What determines CFD accuracy for aircraft design?

Question

Do CFD results depend on the knowledge of the person who is working with software or do the final results just depend on computer power and CFD software?

Does one need to know aerodynamics to do serious CFD work or is everything in the CFD software?

Answer 1

CFD is a prime example for "garbage in – garbage out".

There is a large range of parameters that needs to be set correctly, from fluid properties to surface roughness. If the persons feeding the software do not understand what they are doing, it is very hard for them to judge the result. Lots can go wrong and will produce colorful but wrong results.

CFD is best suited when you know what to expect and can check the correctness with real-world data. Then it is fair to assume that the results over the whole flowfield are realistic and looking into corners that cannot be observed in an experiment makes CFD supremely useful.

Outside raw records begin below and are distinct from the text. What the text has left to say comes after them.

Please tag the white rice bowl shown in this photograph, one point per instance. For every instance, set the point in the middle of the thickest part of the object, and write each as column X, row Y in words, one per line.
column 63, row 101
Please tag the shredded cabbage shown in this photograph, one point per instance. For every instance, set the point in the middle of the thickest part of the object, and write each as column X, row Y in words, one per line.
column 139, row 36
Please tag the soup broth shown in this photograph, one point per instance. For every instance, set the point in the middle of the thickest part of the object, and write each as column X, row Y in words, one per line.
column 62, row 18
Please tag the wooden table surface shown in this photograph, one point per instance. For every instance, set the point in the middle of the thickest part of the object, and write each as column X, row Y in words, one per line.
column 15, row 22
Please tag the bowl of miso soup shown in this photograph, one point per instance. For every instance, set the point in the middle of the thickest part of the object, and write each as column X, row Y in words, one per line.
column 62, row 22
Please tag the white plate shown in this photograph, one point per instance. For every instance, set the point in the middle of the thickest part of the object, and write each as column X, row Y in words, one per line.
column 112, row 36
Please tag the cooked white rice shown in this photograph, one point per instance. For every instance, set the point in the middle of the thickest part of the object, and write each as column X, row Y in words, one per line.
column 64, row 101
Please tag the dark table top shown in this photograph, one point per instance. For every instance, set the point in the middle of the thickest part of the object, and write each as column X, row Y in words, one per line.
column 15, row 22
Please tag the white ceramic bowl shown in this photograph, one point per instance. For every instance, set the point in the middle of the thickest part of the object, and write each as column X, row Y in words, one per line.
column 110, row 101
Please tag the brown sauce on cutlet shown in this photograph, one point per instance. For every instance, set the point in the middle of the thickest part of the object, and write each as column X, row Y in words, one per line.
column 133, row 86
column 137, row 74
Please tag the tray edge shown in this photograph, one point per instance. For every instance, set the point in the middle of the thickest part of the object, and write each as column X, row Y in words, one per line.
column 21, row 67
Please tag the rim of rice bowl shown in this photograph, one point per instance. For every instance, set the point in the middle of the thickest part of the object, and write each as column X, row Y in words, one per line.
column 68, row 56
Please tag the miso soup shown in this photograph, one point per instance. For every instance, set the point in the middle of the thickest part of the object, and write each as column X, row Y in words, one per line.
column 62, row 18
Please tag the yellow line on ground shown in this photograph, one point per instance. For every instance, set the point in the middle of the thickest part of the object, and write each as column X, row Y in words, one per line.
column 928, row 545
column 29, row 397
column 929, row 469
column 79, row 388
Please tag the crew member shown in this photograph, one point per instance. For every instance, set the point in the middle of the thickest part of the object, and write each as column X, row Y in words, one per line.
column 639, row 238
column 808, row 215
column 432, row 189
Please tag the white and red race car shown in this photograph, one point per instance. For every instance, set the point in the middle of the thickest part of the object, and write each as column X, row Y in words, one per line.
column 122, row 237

Why else are wind tunnels still solidly booked and running? Today, it is mostly for validating CFD results and making sure the complex software produced realistic results.

Now I have answered your question body. Since you asked something rather different in the title: That answer follows here:

Accuracy depends on:

• The code: Potential code cannot model separation, Euler codes cannot model viscosity. Navier-Stokes codes can, but still have trouble with turbulent, separated flows. For more detail, make sure to read the answer of @XRF.
• The mesh geometry: It is hard to get the mesh right so solutions iterate well and results are robust.
• Mesh resolution: A coarse grid (2D) or mesh (3D) will create poorer results than a fine mesh. Of course, computational load goes up with mesh size.
• The domain being investigated: Subsonic, fully attached and steady state flow is easier to get right than separated flow or the exact shock position in transsonic, instationary flow.

Answer 2

One measure that can greatly affect the results of CFD is the choice of turbulence model. Even just looking at the popular RANS (Reynolds Averaged Navier-Stokes) models, different versions exist. One version of the model that works well for one type of aerodynamic scenario may not work so well for another. Models are often picked based off of knowledge of how well the same model has worked for other similar designs, and followed up with wind tunnel verification.

Now the closest you can get to completely automatic CFD is a process called DNS (Direct Numerical Simulation). DNS foregoes the turbulence model entirely by simulating down to the scales where turbulence naturally disipates. This makes DNS incredibly accurate, but requires extreme amounts of processing power. Even then, to use DNS you still need to know what the time and length scales that the turbelence disipates at. These scales are called the Kolmogorov scales and reqire some aerodynamic knowledge to calculate (although some one could probably add automatic calculation to a program, computational power requirements righ now limit the application of DNS to mostly research use where the user is certain to have some understanding of aerodynamics).